沈老太爺心頭不安,也站了起來,向窗外望去,有些不確定:“微微這是要幹嘛?難道還想去花錦院裡抓小鮑氏罵人的場面嗎?”
這也太孩子氣了。
韋老夫人不理他們,自顧自往外走。
沈老太爺和沈信誨對視一眼,都覺出了不對勁兒,趕忙也搶了出去。
沈信誨更是放心不下,一路疾行追著沈信言父女下去了。
花錦院門口。
一路奔跑,沈濯心裡那把仇恨的火苗再也壓抑不住,一雙眼睛早就紅得血一樣。
沈信言覺得不對勁,一手挽住她,輕聲道:“微微,別急,別沖動……”
可這個時候的沈濯,力大無比,一把便甩開了他的手。
花錦院的大門是虛掩著的,沈濯狠狠地推開便闖了進去,長驅直入,直奔小佛堂。
後頭的丫頭婆子跟著她後頭攔著喊:“二小姐,二小姐留步!我們姨娘禁足,不讓外人見的!”
小佛堂裡,小鮑姨娘剛聽著小丫頭氣喘籲籲地來告訴她沈信言回來了,沈濯正拽著沈信言往花錦院來。心裡一突,便覺得不妥,忙一把端了供桌上的果盤,塞了小丫頭手裡:“去,到外頭,藏了。”
想了想,盯著小丫頭,眼中殺氣閃過,咬了咬唇,跺腳道:“你快跑,別讓她們抓住!”又急忙伸手從果盤裡頭掏摸了一陣,回手把東西塞了自己懷裡。揮手卻令小丫頭快去。
小丫頭懵懂,卻還是聽話地趕緊捧著盤子從後頭繞了出去。
沈濯已經到了小佛堂門口。
沈信言雙手負在身後,邁著方步往裡走,眼底一片冰寒。
小鮑姨娘在沈濯抬腳的瞬間一把拉開了小佛堂的門:“二小姐!”
沈濯的右腳在空中頓了頓,放了下來:“小鮑姨娘。”
小鮑姨娘刻毒地盯著沈濯,咬著牙根,聲音陰冷:“二小姐,你還沒折騰夠麼?我簪姐兒去了歸海庵,你弟弟沒了性命,老夫人和你娘病臥在床——你還想怎麼折騰?是要輪到溪姐兒和佩姐兒了,還是輪到你爹和你祖父了?!”
喪門星!
就差指著沈濯的鼻子這樣罵了。
沈信言站在幾步遠的地方,靜靜地聽著。
小鮑姨娘抬起頭來,看見了他,哼了一聲,輕佻地笑了起來:“喲!我說這麼大的膽子呢,闖到我這裡來撒野。敢情是靠山回來了!也對,你爹是大官兒,一家子從老太爺到三老爺,都得仰他的鼻息過日子!你可不就能在家裡無法無天了!”
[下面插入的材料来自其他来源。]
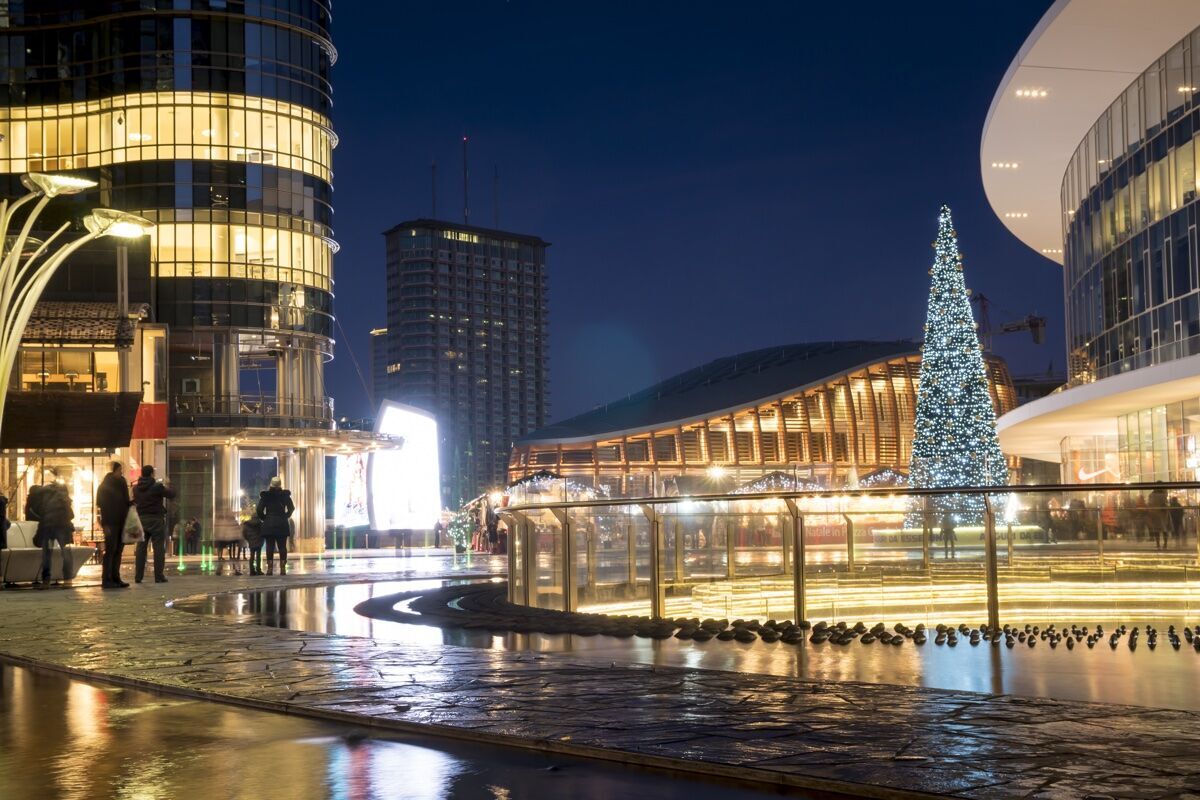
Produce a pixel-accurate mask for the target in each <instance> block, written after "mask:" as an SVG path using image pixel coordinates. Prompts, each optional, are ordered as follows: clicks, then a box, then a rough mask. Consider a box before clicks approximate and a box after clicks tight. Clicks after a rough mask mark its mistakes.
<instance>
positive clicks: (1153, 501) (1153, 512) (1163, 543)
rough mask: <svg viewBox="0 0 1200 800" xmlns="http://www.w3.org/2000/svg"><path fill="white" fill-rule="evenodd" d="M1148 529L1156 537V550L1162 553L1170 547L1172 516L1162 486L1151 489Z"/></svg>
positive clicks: (1148, 508) (1147, 522)
mask: <svg viewBox="0 0 1200 800" xmlns="http://www.w3.org/2000/svg"><path fill="white" fill-rule="evenodd" d="M1159 482H1162V481H1159ZM1146 527H1147V528H1148V529H1150V531H1151V533H1152V534H1153V535H1154V549H1157V551H1162V549H1166V548H1168V547H1169V546H1170V542H1169V541H1168V536H1169V535H1170V530H1171V515H1170V511H1169V510H1168V506H1166V489H1164V488H1163V487H1160V486H1156V487H1154V488H1153V489H1151V492H1150V497H1148V498H1147V499H1146Z"/></svg>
說著,卻惡狠狠地湊到沈濯眼前,口齒清晰地咬牙罵道:“短命鬼!”
沈信誨後悔了。
自己來得有點兒早。
他喘著氣跑到沈信言身邊時,正好聽到小鮑姨娘的這三個字:“短命鬼!”
沈信言偏頭看了他一眼:“二弟,一會兒別不承認啊。”
沈信誨裝糊塗,摸著頭:“啊?承認什麼?”
那邊沈濯獰笑一聲,赤紅著眼睛,再次抬起了右腳:“我可不是短命鬼,我是索命鬼!”
一腳狠狠地踹了過去!
沈濯這半年跑跑跳跳得多,又吃得好,個頭兒竄了起來。
偏小鮑姨娘的身材十分小巧,也就比沈濯高一頭的樣子。
沈濯這一腳,正正地蹬在小鮑姨娘的小腹上!力道之重,小鮑姨娘直直地飛了出去!
“啊”地一聲慘叫!
幾乎與沈簪那晚同一個姿勢,狠狠地撞在了供桌之上!
供桌三晃兩晃,上頭供著的瓷佛像便倒了下來,滾到地上。